Editor's Note: In an exhaustive feature in Rolling Stone, Kyle Dickman reports on the threat of wildfire in Southern New Jersey. Here, we take a close look at New Jersey's Pine Barrens.
Every summer, Americans steel themselves for an increasingly worse wildfire season, as dry brush in Arizona, New Mexico, California, and other western states catches fire and spreads from forests toward suburban towns and larger cities. While residents of the East Coast face their own natural disasters, they can at least rest assured that they don’t have to fear fires emerging from the woods and spreading into their homes. Until now: If you live near the Pine Barrens, a million-acre section of southern New Jersey full of dead forest and half a million residents, risk of wild fire looms more prominently than ever. Under the right conditions, it looks like some day in the future, a wildfire that breaks out in the Barrens could devastate the entire area, killing thousands and causing billions in property damage, according to the new Rolling Stone story.
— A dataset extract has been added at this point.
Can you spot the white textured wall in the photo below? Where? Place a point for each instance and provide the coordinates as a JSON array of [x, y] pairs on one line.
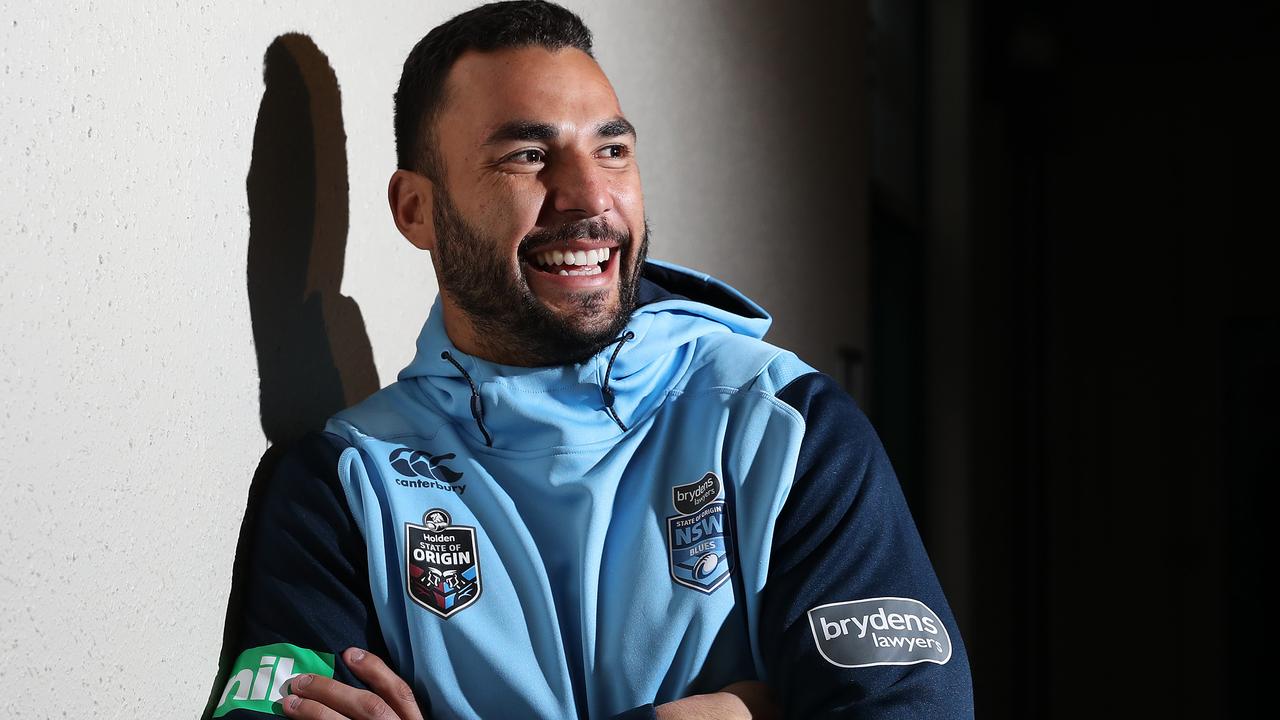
[[127, 364]]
The good news, if there is any, is that a fire on the level of the one being predicted will only come about if a perfect set of circumstances align. The bad news is that among the people interviewed for the story, the view is that most of the conditions for what a fire ecology professor calls “the fire equivalent of Hurricane Sandy” are basically already set. The forests of the Pine Barrens have been left alone, untended for years, which has left plenty of fuel for a wildfire. Rolling Stone reported that the state of New Jersey compared the untouched growth to “an inch of gasoline” covering the south and central areas of the state according to a Wildfire Risk Assessment they published.
The only other nudge the Pine Barrens would need to ignite massive burning are a drought leading into the fire season (typically in the spring) combined with a weather system that brings in high winds. While small wildfires burn in the area every year, only two since 1905 have grown so out of control that they burned more than 150,000 acres. And although the last of those was in 1963, a fire known as Black Saturday that burned almost 200,000 acres from Long Beach Island to Atlantic City, the danger of a new fire is that development in the Pine Barrens has only increased since that fire. The population living in the Pine Barrens has tripled since the 1963 fire, which killed seven people and destroyed 400 buildings.
A new fire of Black Saturday magnitude could cause billions of dollars in property damage, kill thousands of people, and leave New Jersey’s overwhelmed firefighters having to choose which areas and people to save and which areas to let burn, a choice that western smokejumpers and wildfire response teams are used to making.
As of right now, the conditions for the perfect firestorm are there, but can be at least somewhat mitigated if action is taken soon. Residents and advocates for the area are hoping that conservation rules can be somehow relaxed so that more parts of the forest, which have been untouched for years, can be cleared and thinned, which would reduce the amount of fuel for a future fire. Other scientists have suggested fires can be slowed and damage limited if towns in the Pine Barrens build firebreaks, which strip an area of vegetation and undergrowth and therefore rob a fire of fuel. However the issue is handled, if it’s not, experts warn that it’s just a matter of when and not if New Jersey will wind up with a wildfire so large that the smoke from it can be smelled on the streets of Manhattan.